Créeme. Si aún no os he presentado no es porque me avergüence de ti, sino más
bien al contrario. Ella es tan estirada como todas las damas de su edad. Vive
obsesionada por las formas y las apariencias, como la mayor parte de nuestra
sociedad. A veces pienso que estamos todos podridos. Y desde que te conozco,
mucho más. Tú eres tan espontánea y sincera… Tan transparente. En Londres todos
tienen una doble vida que deben esconder. Sin embargo tú eres tal como te
muestras. En ti no hay doblez ni engaño. Las viejas brujas que frecuentan el
salón de mi madre deberían besar el suelo que pisas.
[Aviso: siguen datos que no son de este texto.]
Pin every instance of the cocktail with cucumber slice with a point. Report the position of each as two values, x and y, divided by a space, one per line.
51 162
No es que no creyese sinceramente todas y cada una de
esas palabras... No obstante seguía postergando el encuentro que le quitaba el
sueño. Su madre no la entendería jamás. Y mucho menos aprobaría su forma de
vestir, maquillarse, moverse, hablar, reír, comer… Nadie en todo Londres la aceptaría
públicamente. Nunca serían invitados a cenas o fiestas. Quizá incluso peligrasen
sus empleos una vez ella hubiese acabado su misión en el hospital. Claro que
con el peso de que gozaba la prostitución en el Est End, puede que eso no
sucediese en un siglo o dos.
***
―Sé que no resultaría adecuado que nos casásemos ahora; deberíamos
guardar luto por mi madre algún tiempo. Pero quizá podríamos empezar a proyectar
nuestra boda. Una lástima que ella no llegue a verla. Ahora que ya es demasiado
tarde, me arrepiento de no haber encontrado nunca el momento oportuno para
presentársela.
―No te tortures, querido. Nadie puede predecir cuándo
sufrirá un ataque al corazón una mujer de mediana edad. Incluso si nunca ha
tenido problemas cardíacos, siempre hay una primera vez. Y justo ésa puede convertirse
en la definitiva. Es cuestión de suerte. De mala suerte, quiero decir.
―Hace algún tiempo me dijiste que había dos cosas que
necesitabas solucionar antes de nuestra boda… Me pregunto si ya están
resueltas.
―Casi. Una la acabo de liquidar definitivamente ―sonríe aliviada―.
La otra aún me quita el sueño por las noches. Pero no te preocupes; soy muy
perseverante. Cuando me propongo algo, siempre lo consigo.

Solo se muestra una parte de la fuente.